HÉSIODE (VIIIe-VIIe s. av. J.-C.)
Crise agraire et attitude religieuse
À toutes ces questions, il faut répondre « non ». Hésiode n'est pas un réformateur de la société ; il ne cherche pas à transformer les rapports sociaux ; nulle part, il ne fait la moindre allusion au partage des terres non plus qu'à l'annulation des dettes et des redevances. Quand il s'adresse aux paysans, Hésiode leur parle comme dans la Théogonie : en homme inspiré par les dieux, en poète à qui les dieux ont fait connaître l'ordre des travaux et la qualité des jours. Pour Hésiode, ce que, dans notre vocabulaire, nous appelons une « crise agraire » prend la forme d'un esprit de perdition, l'Hubris (ϒ̔́ϐρις), qui gangrène la vie quotidienne. Entre le monde des dieux où siège la justice et le monde des hommes livré à la démesure et au surdroit, la distance grandit jusqu'à paraître insurmontable. Comment résoudre la crise religieuse ouverte par le malaise social ? Comment combler la distance entre les hommes et les dieux ? C'est en ces termes qu'Hésiode formule et résout le problème. Pour contenir l'injustice, pour rétablir la communication entre les hommes et les dieux, il n'y a qu'un seul moyen : le travail de la terre. Les travaux des champs représentent en effet pour Hésiode un type de comportement religieux, qui est, au sens propre, un véritable culte des puissances divines. C'est à définir point par point les différents aspects de ce comportement du paysan qu'Hésiode consacre la plus longue partie de son poème, décrivant les travaux saisonniers que les dieux ont réservés aux hommes, énumérant avec minutie les tabous et les interdictions que le laboureur doit respecter pour être agréable à Zeus, fixant dans le calendrier chacune des tâches imparties au paysan. Replié sur sa terre, le laboureur devra exécuter, dans un esprit de ritualisme minutieux, sans commettre aucune faute d'oubli, les divers travaux inspirés par les dieux.

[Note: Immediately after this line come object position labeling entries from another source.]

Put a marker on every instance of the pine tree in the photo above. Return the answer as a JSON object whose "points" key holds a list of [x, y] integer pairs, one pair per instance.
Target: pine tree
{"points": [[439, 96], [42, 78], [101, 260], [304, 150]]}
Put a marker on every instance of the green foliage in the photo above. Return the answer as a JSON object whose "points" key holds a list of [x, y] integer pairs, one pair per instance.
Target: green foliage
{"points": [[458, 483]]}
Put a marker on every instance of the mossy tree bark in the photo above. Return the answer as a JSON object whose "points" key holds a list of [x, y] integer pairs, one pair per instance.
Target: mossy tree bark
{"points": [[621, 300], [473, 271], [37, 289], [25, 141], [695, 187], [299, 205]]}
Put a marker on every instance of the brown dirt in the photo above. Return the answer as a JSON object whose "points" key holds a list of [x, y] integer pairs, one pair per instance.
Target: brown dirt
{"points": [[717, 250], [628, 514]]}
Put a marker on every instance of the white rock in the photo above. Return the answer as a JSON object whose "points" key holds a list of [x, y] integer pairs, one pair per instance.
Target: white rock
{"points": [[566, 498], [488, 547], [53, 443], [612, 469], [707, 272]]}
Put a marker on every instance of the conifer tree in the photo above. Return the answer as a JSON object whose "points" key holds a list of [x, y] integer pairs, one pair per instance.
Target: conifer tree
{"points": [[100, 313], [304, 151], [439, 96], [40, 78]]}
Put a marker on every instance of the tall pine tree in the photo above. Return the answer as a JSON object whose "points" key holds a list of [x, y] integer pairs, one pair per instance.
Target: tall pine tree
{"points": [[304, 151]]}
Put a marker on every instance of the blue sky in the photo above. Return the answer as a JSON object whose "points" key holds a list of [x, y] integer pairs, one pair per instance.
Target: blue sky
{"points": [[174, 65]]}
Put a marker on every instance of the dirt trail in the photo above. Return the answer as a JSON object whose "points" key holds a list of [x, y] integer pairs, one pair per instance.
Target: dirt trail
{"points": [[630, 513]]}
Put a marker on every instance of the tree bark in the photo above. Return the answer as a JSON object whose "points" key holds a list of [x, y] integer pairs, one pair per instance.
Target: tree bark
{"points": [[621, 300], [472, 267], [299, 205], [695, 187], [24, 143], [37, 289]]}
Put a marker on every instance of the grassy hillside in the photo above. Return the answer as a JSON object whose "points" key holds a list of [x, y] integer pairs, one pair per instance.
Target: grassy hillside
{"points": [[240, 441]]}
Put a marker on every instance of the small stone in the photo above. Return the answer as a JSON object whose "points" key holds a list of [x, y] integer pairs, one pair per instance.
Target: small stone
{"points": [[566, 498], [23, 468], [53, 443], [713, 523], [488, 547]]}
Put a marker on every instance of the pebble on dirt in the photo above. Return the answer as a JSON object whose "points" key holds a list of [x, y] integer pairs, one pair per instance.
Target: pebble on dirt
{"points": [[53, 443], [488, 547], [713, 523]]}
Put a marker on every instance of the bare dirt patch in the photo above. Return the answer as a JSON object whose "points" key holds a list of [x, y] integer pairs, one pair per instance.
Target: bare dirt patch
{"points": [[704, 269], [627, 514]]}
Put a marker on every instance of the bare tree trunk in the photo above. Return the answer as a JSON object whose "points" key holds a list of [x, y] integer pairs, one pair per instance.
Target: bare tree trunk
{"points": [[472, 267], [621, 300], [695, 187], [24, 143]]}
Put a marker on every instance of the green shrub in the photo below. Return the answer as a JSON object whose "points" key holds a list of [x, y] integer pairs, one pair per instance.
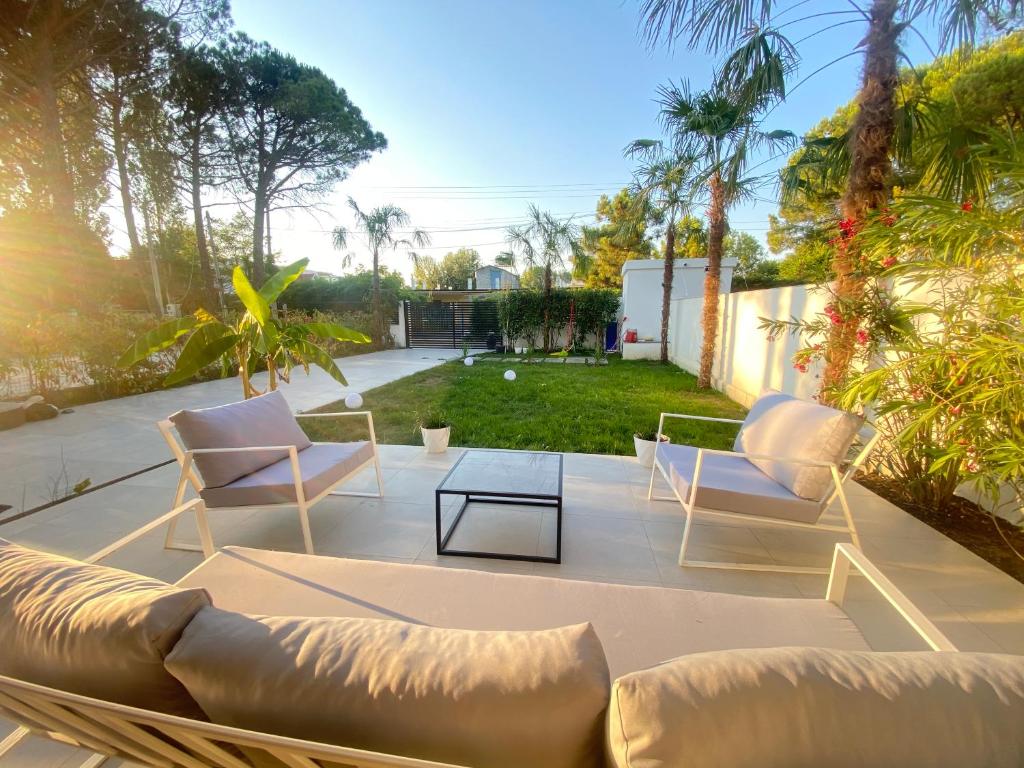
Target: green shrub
{"points": [[520, 313]]}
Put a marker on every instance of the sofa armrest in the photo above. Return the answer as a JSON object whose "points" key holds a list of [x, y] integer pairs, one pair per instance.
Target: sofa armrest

Pour comprendre comment Hésiode peut répondre à une « crise agraire » par une attitude religieuse, il suffit de voir que l'agriculture ne représente pas encore pour les Grecs une activité d'ordre économique, non plus qu'un métier ou un type de travail spécifique. À l'âge d'Hésiode, les relations du paysan avec sa terre forment une série d'expériences – techniques, éthiques, rituelles –, qui sont vécues sous la forme globale d'une expérience de type religieux. Dans une société archaïque comme la Grèce d'Hésiode, une crise agraire ne peut être qu'une crise religieuse.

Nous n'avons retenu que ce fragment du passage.